Checkpoint Mechanism
1. Overview
1.1 Problem Background
Distributed data processing systems face critical challenges for fault tolerance:
- State Loss: How to preserve processing state across failures?
- Exactly-Once: How to ensure each record is processed exactly once?
- Distributed Consistency: How to create consistent snapshots across distributed tasks?
- Performance: How to checkpoint without blocking data processing?
- Recovery: How to efficiently restore state after failures?
1.2 Design Goals
SeaTunnel's checkpoint mechanism aims to:
- Guarantee Exactly-Once Semantics: Consistent state snapshots + two-phase commit
- Minimize Overhead: Asynchronous checkpoint, no data processing blocking
- Fast Recovery: Restore from latest checkpoint in seconds
- Distributed Coordination: Coordinate checkpoints across hundreds of tasks
- Pluggable Storage: Support multiple storage backends (HDFS, S3, Local, OSS)

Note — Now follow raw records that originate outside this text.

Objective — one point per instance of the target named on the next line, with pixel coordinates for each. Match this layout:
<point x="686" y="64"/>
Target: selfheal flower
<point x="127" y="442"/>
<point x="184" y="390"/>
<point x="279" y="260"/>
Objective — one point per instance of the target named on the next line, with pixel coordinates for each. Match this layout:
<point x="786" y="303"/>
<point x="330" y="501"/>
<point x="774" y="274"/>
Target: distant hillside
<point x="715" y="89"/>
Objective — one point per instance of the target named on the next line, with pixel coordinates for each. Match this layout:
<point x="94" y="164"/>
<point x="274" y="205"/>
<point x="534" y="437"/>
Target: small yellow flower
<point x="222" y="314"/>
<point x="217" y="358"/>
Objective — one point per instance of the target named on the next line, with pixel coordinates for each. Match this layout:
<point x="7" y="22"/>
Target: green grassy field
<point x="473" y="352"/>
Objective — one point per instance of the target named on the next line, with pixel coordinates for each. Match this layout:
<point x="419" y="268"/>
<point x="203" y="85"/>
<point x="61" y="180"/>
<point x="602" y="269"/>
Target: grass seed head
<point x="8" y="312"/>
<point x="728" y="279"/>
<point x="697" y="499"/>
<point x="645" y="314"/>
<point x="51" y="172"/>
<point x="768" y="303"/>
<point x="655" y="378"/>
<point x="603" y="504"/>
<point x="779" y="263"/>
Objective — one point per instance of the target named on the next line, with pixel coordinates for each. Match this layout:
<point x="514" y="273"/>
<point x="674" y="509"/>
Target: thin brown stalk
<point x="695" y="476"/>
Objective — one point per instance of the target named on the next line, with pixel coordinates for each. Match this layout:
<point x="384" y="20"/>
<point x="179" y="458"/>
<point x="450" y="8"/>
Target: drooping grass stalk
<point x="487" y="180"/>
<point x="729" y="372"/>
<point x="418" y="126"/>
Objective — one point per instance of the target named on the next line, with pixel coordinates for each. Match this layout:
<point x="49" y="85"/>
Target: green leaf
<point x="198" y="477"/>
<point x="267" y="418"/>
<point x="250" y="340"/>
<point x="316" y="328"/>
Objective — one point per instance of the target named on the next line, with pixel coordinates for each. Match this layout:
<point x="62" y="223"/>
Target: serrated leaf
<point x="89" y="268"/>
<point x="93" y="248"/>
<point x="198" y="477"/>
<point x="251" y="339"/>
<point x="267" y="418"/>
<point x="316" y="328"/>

1.3 Theoretical Foundation
SeaTunnel's checkpoint is based on the Chandy-Lamport distributed snapshot algorithm:
Key Idea: Insert special markers (barriers) into data streams. When a task receives barrier:
- Snapshot its local state
- Forward barrier downstream
- Continue processing
Result: Globally consistent snapshot without pausing entire system.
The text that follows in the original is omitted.